Biz yazarlar, kitaplarımızı yazarken Word programını kullanırız, bir kelime hatası olduğunda onu düzeltme şansımız vardır, ama tuvale işlenen bir yanlış dokuyu düzeltmek o kadar kolay değildir. Biz, yazdığımız kitapları tekrar gözden geçirebilir, sonrasında istediğimiz kadar kopya çıkartabiliriz ama ressamların aynı resmi yapmaları hem çok uzun sürer hem de zordur...

Ortaokulda resim yeteneği olan bir sınıf arkadaşımız vardı, resim hariç diğer dersleri kötüydü. :) 
Şaka bir yana, resim konusunda ta o yaşlarda mahir parmaklarını kullanarak resim yapan bu arkadaşımızın bir sözünü hiç unutmuyorum; "Bazen oturduğum yerde ilham geliyor, hemen defterime sarılıyorum, resmi yapıp bitiriyorum. Ama aynı resmi bir daha yapmaya çalıştığımda olmuyor, yapamıyorum..."

Kendisi şimdi nerelerde bilmiyorum. Kulakları çınlamış mıdır acaba? :)

♥♥♥

Bu kadar sohbetin ardından, resimle ilgili üzüldüğüm bir konuya değinmek isterim;"Ruh!"
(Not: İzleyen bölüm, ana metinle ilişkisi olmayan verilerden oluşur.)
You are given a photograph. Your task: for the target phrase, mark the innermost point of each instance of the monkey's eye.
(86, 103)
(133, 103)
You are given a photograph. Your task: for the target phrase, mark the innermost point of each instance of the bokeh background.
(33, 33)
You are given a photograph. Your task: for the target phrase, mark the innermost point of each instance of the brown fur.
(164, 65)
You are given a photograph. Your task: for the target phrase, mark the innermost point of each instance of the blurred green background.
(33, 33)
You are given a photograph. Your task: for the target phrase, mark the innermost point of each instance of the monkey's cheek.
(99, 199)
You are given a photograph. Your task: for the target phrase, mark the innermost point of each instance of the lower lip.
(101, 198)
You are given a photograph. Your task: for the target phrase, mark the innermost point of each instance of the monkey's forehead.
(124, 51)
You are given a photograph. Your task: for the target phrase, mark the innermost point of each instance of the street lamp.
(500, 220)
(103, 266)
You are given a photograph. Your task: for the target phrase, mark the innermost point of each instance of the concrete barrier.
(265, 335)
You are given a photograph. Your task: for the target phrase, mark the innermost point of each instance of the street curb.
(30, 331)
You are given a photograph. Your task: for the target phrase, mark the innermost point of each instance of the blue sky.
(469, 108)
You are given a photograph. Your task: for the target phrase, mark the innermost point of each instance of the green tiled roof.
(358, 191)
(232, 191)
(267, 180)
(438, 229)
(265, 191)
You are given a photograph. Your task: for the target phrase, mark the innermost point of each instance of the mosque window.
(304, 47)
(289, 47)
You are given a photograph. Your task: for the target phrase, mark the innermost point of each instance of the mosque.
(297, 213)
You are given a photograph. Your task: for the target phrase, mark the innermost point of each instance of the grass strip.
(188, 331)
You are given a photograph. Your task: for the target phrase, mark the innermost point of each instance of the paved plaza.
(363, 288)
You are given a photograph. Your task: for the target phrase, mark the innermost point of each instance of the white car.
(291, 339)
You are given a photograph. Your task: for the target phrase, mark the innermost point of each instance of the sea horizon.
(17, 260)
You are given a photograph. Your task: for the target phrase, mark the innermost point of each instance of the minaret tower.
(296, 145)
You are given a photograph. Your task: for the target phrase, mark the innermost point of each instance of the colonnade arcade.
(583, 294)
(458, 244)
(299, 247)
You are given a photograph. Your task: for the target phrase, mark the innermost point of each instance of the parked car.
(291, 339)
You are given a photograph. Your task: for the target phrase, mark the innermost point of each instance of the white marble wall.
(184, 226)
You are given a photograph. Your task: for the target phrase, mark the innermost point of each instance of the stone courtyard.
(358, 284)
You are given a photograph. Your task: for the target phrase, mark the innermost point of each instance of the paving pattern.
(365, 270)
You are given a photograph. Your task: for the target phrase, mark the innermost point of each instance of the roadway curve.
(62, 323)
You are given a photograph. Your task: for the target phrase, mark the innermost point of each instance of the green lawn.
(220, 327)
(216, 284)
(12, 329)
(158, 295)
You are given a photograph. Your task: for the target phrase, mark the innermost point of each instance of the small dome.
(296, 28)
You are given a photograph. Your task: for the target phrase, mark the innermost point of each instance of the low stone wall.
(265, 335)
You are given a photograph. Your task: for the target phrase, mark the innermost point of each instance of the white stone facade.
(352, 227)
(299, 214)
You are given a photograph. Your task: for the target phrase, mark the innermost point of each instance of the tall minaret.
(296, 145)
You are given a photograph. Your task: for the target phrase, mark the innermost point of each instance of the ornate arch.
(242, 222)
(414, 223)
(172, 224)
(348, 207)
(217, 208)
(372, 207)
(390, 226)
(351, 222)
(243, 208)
Resim yaparken özellikle insanları ve kısaca canlı varlıkları tümüyle çizmek dinimizde caiz değildir. Duyduğum kadarıyla bunu yapan bir kişiye kıyamette o eseri karşısına getirilerek şu soru sorulacaktır; "Bunu çizdin, peki diriltebilecek misin?" "Tabiî ki hayır..."
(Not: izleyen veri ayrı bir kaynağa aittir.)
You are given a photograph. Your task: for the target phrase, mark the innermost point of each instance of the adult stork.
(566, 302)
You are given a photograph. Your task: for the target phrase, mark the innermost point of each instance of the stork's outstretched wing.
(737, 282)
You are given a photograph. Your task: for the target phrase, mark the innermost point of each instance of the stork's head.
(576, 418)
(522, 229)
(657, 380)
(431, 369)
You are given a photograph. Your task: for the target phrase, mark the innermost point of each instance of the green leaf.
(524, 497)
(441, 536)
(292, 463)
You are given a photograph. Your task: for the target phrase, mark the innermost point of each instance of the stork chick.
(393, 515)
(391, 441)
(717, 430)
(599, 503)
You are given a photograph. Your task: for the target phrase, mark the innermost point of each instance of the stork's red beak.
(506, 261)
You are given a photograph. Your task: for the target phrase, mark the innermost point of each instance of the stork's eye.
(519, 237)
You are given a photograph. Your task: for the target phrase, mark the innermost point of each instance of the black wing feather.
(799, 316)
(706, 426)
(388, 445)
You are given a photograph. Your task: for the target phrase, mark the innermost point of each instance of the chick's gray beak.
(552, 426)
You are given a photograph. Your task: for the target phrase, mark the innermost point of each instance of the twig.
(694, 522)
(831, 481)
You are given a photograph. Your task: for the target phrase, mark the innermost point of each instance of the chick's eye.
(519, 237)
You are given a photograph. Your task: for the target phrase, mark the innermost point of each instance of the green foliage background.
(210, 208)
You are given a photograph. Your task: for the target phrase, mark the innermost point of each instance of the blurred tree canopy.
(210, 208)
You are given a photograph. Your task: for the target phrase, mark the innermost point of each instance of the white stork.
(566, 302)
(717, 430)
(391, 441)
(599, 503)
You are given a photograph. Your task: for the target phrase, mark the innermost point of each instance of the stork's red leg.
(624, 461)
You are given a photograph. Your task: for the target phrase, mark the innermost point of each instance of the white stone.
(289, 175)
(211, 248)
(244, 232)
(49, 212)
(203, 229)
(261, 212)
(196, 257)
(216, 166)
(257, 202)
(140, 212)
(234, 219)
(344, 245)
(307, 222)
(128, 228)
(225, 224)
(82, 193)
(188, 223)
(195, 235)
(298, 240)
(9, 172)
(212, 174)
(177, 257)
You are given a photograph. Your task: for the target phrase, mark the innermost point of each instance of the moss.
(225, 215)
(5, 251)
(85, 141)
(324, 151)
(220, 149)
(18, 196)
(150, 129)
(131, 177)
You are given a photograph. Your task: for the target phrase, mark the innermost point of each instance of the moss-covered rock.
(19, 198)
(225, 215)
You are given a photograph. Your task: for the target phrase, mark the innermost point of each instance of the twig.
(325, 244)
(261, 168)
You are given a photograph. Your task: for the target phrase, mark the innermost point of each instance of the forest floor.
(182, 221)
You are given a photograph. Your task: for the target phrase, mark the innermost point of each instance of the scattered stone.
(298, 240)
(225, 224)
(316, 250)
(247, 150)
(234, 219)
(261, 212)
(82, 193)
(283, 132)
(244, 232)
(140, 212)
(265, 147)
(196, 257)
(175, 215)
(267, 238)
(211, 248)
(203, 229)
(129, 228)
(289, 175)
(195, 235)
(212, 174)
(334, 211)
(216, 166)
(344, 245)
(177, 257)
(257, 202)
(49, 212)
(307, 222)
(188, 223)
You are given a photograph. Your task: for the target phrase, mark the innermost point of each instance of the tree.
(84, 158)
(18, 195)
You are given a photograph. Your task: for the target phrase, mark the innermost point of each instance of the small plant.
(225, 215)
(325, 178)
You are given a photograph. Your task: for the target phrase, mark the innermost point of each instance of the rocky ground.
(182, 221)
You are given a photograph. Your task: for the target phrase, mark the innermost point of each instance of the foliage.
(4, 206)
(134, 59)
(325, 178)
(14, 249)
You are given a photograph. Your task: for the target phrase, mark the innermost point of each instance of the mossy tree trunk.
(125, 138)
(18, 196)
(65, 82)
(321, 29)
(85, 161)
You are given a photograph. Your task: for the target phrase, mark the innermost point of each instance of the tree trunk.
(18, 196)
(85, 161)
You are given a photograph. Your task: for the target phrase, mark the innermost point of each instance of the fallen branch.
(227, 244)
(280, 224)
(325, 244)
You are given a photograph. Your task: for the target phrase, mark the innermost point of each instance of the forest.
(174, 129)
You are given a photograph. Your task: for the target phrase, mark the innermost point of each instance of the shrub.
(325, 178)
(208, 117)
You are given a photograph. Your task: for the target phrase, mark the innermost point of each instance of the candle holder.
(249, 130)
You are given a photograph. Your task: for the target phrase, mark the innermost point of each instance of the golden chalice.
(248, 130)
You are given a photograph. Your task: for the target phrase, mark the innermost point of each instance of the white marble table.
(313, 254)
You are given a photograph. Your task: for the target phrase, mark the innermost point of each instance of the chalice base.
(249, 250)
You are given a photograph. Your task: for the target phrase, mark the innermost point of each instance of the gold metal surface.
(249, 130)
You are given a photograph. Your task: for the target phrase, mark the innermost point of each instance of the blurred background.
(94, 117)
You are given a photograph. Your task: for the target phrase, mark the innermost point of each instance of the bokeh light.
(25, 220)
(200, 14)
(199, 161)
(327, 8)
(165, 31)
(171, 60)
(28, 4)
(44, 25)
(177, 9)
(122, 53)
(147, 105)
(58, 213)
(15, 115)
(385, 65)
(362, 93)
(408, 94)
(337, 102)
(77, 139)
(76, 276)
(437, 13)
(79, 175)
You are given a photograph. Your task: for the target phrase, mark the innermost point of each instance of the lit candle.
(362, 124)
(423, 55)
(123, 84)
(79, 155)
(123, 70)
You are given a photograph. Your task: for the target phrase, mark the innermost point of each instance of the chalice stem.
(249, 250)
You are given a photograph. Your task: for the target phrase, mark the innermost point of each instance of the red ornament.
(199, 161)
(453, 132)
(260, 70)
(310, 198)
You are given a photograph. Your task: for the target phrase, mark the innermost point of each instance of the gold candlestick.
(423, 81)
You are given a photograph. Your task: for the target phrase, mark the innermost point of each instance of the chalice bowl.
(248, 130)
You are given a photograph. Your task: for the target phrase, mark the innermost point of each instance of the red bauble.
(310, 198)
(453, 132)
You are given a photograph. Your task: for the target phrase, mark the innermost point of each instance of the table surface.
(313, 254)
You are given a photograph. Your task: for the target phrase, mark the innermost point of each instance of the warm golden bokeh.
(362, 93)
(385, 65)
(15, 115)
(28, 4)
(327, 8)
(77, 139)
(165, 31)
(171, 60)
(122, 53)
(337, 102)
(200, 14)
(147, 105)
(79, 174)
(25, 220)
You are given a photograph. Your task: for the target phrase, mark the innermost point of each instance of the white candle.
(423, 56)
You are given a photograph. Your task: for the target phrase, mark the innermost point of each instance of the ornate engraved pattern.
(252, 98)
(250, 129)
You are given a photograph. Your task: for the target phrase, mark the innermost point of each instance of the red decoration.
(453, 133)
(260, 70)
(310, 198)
"Ve akabinde o kişi cehenneme atılacaktır..." diye duydum...

Ve bunu buldum;

"Her kim bir canlı resmi yaparsa, Allah ona, o resme can verinceye kadar azab eder. Ressam resmine katiyen ruh veremez ve ebediyen azab olunur." (Tecrid-i Sarih Tercümesi, VI/533). "Şu resimleri yapanlar yok mu? İşte onlar, kıyamet gününde, 'Haydi yaptığınız resimlere can veriniz?', diye azab olunacaklardır." (Tecrid-i Sarih Tercümesi, XII/116).

İslam'ın kuvvetlenip güçlenmesiyle tazim ifade etmeyen resimlerin yapılmasına müsaade olunmuştur. Nitekim İslâm bilginlerinin çoğu, manzara resimlerinin, yarım (mesela belden yukarı) insan ve diğer ruh taşıyan hayvanların resimlerinin yapılmasında ve kullanılmasında bir sakınca görmemişlerdir. Yalnız tam insan ve ruh taşıyan hayvan resimleri hakkında âlimlerden bir kısmı, tazim olmaksızın kullanmayı kerahetle caiz görmüş, bir kısmı da görmemiştir.
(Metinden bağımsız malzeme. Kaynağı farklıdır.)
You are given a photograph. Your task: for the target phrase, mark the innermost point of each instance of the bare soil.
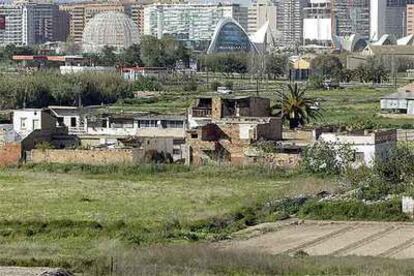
(381, 239)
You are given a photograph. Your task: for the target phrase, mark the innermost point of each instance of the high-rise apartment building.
(193, 23)
(351, 17)
(137, 15)
(410, 19)
(290, 16)
(81, 13)
(317, 22)
(50, 23)
(258, 14)
(25, 23)
(388, 17)
(17, 25)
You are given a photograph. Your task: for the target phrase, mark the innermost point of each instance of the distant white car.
(224, 90)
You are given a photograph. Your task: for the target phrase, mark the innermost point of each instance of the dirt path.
(382, 239)
(22, 271)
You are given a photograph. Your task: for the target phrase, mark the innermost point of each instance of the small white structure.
(68, 69)
(145, 125)
(366, 145)
(400, 102)
(25, 121)
(7, 134)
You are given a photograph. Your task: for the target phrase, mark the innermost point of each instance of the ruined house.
(223, 128)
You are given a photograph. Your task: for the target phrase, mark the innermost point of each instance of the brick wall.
(10, 154)
(93, 157)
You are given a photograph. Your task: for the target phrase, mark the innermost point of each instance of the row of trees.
(41, 89)
(270, 65)
(330, 67)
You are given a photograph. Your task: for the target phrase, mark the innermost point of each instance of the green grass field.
(63, 215)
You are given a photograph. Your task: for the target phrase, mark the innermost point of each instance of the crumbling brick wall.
(10, 154)
(216, 111)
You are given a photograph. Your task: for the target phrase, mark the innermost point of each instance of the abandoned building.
(222, 129)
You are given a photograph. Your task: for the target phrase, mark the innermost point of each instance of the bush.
(214, 85)
(147, 84)
(397, 165)
(315, 82)
(190, 85)
(228, 84)
(327, 158)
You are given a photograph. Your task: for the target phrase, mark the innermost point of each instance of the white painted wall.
(25, 121)
(360, 144)
(80, 69)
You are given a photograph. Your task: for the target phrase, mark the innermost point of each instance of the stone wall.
(93, 157)
(10, 154)
(281, 160)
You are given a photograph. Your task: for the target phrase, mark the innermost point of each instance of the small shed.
(399, 102)
(299, 69)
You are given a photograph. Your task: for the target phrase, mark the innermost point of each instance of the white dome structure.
(113, 29)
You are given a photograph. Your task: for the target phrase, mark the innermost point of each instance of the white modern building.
(189, 22)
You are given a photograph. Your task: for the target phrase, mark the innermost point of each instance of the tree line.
(374, 70)
(44, 88)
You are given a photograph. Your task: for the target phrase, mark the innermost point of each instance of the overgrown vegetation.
(44, 88)
(62, 215)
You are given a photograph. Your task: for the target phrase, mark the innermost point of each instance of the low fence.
(405, 135)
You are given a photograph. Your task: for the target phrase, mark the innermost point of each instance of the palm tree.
(296, 107)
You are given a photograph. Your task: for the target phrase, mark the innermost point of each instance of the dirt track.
(394, 240)
(21, 271)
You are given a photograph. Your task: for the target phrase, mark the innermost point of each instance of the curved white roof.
(385, 40)
(220, 25)
(113, 29)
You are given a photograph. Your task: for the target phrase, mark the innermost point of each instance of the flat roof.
(400, 95)
(48, 58)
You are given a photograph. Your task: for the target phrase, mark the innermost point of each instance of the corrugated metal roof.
(402, 50)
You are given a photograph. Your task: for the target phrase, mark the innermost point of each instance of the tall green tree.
(296, 107)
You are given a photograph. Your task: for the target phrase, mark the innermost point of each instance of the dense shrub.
(190, 85)
(147, 84)
(397, 165)
(315, 82)
(327, 158)
(214, 85)
(228, 84)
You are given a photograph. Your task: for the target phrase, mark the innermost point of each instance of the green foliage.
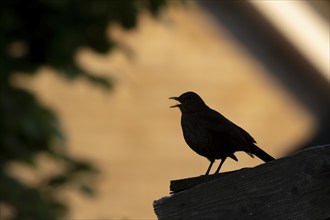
(39, 33)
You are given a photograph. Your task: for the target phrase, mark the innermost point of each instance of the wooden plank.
(294, 187)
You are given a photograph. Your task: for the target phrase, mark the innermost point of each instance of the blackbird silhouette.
(211, 135)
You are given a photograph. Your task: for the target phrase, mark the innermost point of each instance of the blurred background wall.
(233, 55)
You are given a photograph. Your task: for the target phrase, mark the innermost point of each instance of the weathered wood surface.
(294, 187)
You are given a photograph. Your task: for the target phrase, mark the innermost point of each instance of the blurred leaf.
(38, 33)
(87, 190)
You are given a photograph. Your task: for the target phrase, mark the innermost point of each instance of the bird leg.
(220, 165)
(208, 169)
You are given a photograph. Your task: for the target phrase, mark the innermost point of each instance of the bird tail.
(260, 153)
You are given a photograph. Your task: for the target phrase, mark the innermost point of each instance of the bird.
(210, 134)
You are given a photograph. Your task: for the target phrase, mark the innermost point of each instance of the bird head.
(189, 102)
Yaratmak Allah'a özgüdür, insan yaratamaz, üretir...

Peki, neden böyledir? Merak ettim ve araştırmalarımı artırdım ve fazlasına ulaştım. Edindiğim sonuçlar şu şekildedir;

Birçok kimse heykel ve resmin haram oluşundan söz edildiği zaman hoşlanmıyor, "Heykel bir sanattır. Neden haram olsun?'' deyip İslâm'ın hükmünü tereddütsüz reddediyor. Müzelerde bulunan heykeller üzerine araştırma yapıldığı zaman cahiliyet devrinde, Roma ve Bizans devletlerinin hüküm sürdükleri zamanlarda insanların birçokları heykel ve resimlere büyük itinâ göstererek tapındıkları, putperestlik girdabına girdikleri görülecektir.

Bana gayet mantıklı gelmiştir...

İnsanı yeryüzüne Hâlife olarak tâyin eden Allah Teâlâ, taştan ve ağaçtan kendi eliyle yaptığı heykel ve resimlere yaptığı ibadetten onu kurtarıp, lâyık olduğu makama çıkarmak için canlı mahlûkların her türlü heykel ve resimlerini yasakladı.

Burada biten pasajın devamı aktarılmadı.